Rebuilding homes in areas destroyed by wildfires is largely unregulated in most states

National News
Rebuilding homes in areas destroyed by wildfires is largely unregulated in most states

Pat Avila and her husband lost their Santa Rosa, California home to the Tubbs Fire in 2017.

2020 brought some of the most intense wildfires in recent U.S. history. As damaged towns rebuild, those impacted years before are leading the way.

Pat Avila and her husband live in Santa Rosa, California. They’ve been in the same neighborhood for more than 20 years. But the four walls they live in now weren’t what stood here just four years ago.

“When the fire came three and a half years ago, it destroyed all 46 homes, underground, everything. Everything was gone,” Avila said.

The Tubbs Fire — one of many wildfires that has raged through Northern California — destroyed the whole neighborhood. It was one of the worst fires in state history at the time.

“It was a very windy day,” Avila said. “And it destroyed over 5,000 homes.” They lost everything but a small tray of trinkets found in the debris.

And that hasn’t stopped them from rebuilding right on the same plot of land.

“We decided that we were going to rebuild, and we were going to rebuild to the highest efficiencies and highest fire safe standards possible,” John Farrow, owner of Farrow Commercial Construction, said. He’s in charge of rebuilding this neighborhood.

Now, the community is almost completely rebuilt, but if you take a closer look these homes stand out for a few reasons.

“Spray foam insulation, conditioned attic spaces,” Farrow said as he pointed out on a walk through of one of the homes.

Indoor sprinkler systems, metal roofs, fire resistant exteriors — all of these features help to create a more fire resistant structure.

“You’re never going to be able to build a fireproof structure but you can get really close,” he said.

However, if you take a look at the codes, rebuilding to these standards isn’t required.

“California is very much leading what we’re doing here in the United States in that in their statewide building code…they have a chapter very specifically on wildfire resistant construction,” Daniel Gorham, a research engineer for the Insurance Institute for Business and Home Safety, said. The nonprofit researches building safety.
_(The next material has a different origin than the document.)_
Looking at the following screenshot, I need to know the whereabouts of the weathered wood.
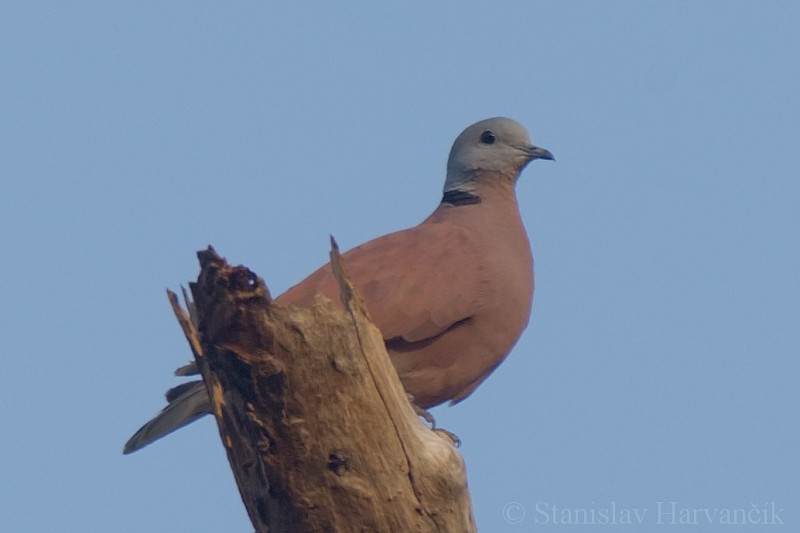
[170,244,475,533]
“The code exists and how to build wildlife resistant construction exists in the code, but whether or not you’re required to build to it or not kind of takes another layer,” he explained. Yet, Gorham said California is a leader in this space.

“Definitely room for improvement here in thinking about how we implement code and how we develop them, and how we enforce them both before disaster and rebuilding after,” he said.

In 2020, more than 10,000 structures were damaged or destroyed by wildfires in California alone, according to the Center for Disaster Philanthropy.

Homes destroyed by wildfires aren’t just a California problem.

“Wildfire definitely isn’t just a west coast thing,” Gorham said.

And with new research and understanding comes homes that have a greater chance of standing mother nature.

“It can happen anywhere and it has. And people are like ‘oh, I’ve got to move here and there and the other place,’ just stay and rebuild,” Avila said.